In adopting smaller store formats with fewer items on display, retailers also risk losing out on revenue from impulse purchases, notes Underhill. “Part of what we know is that in the grocery store and mass-merchandiser sectors, half of what we buy we had no intention of buying when we walked in the door,” he said. Even something as seemingly benign as removing clutter can, in some cases, carry unintended consequences, Underhill says. “If you stop somebody on the street or in the store and ask whether they like clutter,” Underhill said, “it is sort of like saying, ‘Do you beat your wife?’ The answer is always no. But research shows that once you take the clutter out, sales decline.”
In its own way, in other words, a “stack it high” merchandising approach can communicate messages about the balance between price and convenience at a given store. For Nick A. Egelanian, president of SiteWorks Retail, an Annapolis, Md.–based consultant firm, JCPenney’s failed reinvention is a cautionary tale about the need for such messages to be easily understood by consumers. “When Ron Johnson went to Penney [as CEO], he moved to everyday low prices trying to compete with the Walmarts and Targets of the world,” Egelanian said. “But Penney was never going to be as convenient as Walmart and Target, which are positioned much closer to the customer.”

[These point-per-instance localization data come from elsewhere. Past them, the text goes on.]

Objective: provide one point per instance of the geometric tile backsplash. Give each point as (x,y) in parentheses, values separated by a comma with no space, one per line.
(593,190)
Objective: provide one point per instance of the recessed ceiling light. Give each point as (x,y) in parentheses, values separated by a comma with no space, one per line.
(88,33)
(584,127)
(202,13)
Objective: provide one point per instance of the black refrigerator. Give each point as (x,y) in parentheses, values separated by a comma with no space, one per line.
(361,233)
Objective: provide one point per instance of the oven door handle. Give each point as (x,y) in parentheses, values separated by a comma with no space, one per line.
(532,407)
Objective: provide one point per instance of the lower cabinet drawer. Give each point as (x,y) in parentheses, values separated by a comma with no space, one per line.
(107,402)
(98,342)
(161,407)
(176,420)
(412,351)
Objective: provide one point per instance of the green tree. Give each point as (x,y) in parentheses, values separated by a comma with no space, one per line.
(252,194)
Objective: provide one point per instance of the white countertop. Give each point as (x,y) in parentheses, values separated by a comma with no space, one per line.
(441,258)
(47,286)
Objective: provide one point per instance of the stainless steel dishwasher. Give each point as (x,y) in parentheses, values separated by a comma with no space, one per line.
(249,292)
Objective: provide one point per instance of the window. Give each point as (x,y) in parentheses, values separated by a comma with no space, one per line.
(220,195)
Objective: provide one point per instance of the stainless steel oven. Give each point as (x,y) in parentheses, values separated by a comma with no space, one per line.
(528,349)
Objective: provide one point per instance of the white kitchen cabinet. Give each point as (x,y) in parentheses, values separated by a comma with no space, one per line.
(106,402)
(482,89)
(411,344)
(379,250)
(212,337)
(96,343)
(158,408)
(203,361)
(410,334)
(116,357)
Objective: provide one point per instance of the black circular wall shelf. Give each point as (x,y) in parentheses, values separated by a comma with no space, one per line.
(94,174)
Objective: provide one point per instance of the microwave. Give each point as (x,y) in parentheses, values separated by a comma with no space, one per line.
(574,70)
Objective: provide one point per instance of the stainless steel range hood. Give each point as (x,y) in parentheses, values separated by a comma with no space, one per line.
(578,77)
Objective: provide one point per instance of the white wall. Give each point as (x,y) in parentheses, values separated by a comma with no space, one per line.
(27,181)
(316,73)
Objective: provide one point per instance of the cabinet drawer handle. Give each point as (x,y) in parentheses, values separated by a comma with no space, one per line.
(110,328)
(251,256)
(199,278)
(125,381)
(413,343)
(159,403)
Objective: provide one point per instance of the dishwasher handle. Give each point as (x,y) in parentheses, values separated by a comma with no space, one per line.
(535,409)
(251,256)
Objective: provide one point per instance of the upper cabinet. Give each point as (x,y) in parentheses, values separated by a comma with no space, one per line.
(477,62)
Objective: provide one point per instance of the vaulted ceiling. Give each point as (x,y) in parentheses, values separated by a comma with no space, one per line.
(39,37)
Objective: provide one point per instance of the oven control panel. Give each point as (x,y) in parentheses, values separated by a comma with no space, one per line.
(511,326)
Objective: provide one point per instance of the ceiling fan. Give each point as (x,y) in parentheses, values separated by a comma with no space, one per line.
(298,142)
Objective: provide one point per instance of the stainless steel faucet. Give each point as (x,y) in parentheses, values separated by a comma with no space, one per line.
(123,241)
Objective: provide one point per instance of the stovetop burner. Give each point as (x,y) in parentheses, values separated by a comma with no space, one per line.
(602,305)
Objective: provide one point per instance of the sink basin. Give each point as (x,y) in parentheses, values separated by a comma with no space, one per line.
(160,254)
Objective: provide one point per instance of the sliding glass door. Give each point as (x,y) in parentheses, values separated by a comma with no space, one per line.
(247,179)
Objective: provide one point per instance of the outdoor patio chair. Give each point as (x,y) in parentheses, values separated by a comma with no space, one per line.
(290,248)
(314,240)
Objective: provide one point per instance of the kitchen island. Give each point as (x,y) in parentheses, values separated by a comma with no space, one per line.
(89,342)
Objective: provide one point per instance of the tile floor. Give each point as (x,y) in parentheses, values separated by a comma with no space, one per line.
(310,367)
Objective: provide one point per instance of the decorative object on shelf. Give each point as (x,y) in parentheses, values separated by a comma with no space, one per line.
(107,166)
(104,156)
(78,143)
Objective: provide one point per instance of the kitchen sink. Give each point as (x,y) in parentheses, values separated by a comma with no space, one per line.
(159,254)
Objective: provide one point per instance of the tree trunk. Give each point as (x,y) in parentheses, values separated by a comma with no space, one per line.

Moreover, Egelanian observes, Johnson’s focus on bringing specialty store-in-store concepts to Penney sent a contradictory message — namely, that the chain aimed to focus on specialty retail, which is typically associated with higher prices. “Trying to be something that appeals to the discretionary income of the customer, that didn’t work, either,” Egelanian said. “If it doesn’t compute, you don’t go. Johnson confused customers, and they stopped going.”